Both of them will produce the same output, but for this CTF we will use the WinXPSP2x86 profile.

In the output we can see the offset in RAM, and further informations about a process:

  • Name
  • Process ID
  • Parent Process ID
  • Number of threads
  • Number of handles
  • Date and time when the process started and exitted

Note that this plugin searches the PsActiveProcessHead doubly linked list to find processes. So malware that detaches itself from this list won’t show in this output.

The smss.exe process has the process ID 368.

At this point you would search for processes that are suspicious or are not typical for Windows XP. Also open network sockets can be examined with the netscan plugin:

vol.py -f cridex.vmem --profile=WinXPSP2x86 netscan

Note that this won’t output anything, because netscan is only supported for 32- and 64-bit Windows Vista, Windows 2008 Server and Windows 7 memory dumps. For Windows XP you would use the sockets plugin:

vol.py -f cridex.vmem --profile=WinXPSP2x86 sockets
Output of the sockets plugin

This plugin walks through the singly-linked list of socket structure. At this point you would search for suspicious network traffic from processes.

ETHREAD contains fields that identify the parent process of a child process. By searching in this field you can find hidden processes. The psxview plugin can be utilized to find hidden processes:

vol.py -f cridex.vmem --profile=WinXPSP2x86 psxview
Output of psxview plugin

The process csrss.exe was not shown by the pslist plugin.

The ldrmodules plugin can help us find DLLs of a Wow64 process. This module compares the list of processes and checks if the DLLs are in the PEB. Also this plugin can produce a large amount of output, so it is good when you redirect the output to a text file to analyze it.

vol.py -f cridex.vmem --profile=WinXPSP2x86 ldrmodules | tee "ldrmodules.txt"
Output of the ldrmodules plugin

As you can see the csrss.exe process has “InLoad”, “InInit” and “InMem” columns set to “False”. This can indicate that the DLL has been unlinked from the Process Environment Block.

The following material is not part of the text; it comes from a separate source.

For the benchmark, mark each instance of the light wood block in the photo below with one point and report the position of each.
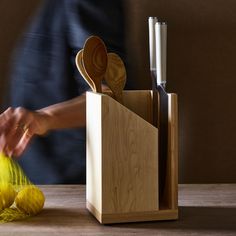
(122, 160)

The command malfind can be used to find malicious executables (DLLs or shellcode) inside each process. You can also dump this code by specifying a directory after the -D flag:

vol.py -f cridex.vmem --profile=WinXPSP2x86 malfind -D dumps

This will dump 12 executables in my case:

Dumped executables

To get a list of all DLLs in memory, you can use the dlllist command: vol.py -f cridex.vmem --profile=WinXPSP2x86 dlllist

You can use the dlldump plugin to dump DLLs of a specific process. In this case we will be dumping the DLLs of the suspicious csrss.exe process:

vol.py -f cridex.vmem --profile=WinXPSP2x86 dlldump --pid=584 -D dllDumps
Dumped DLLs

This gives us 12 DLLs.

Post Actions

You can now further analyze the samples. For examples by utilizing static analysis techniques like reverse engineering. But to get an idea if this samples were ever detected you can use sites like e.g. VirusTotal. After checking the first dump we can see that this is the “Cridex” worm. This worm was used as banking malware. The worm’s C2 infrastructure utilized P2P networks and proxy servers. Also symmetric encryption was used to deliver configuration files from the C2 server. (VirusTotal, Kaspersky Threats)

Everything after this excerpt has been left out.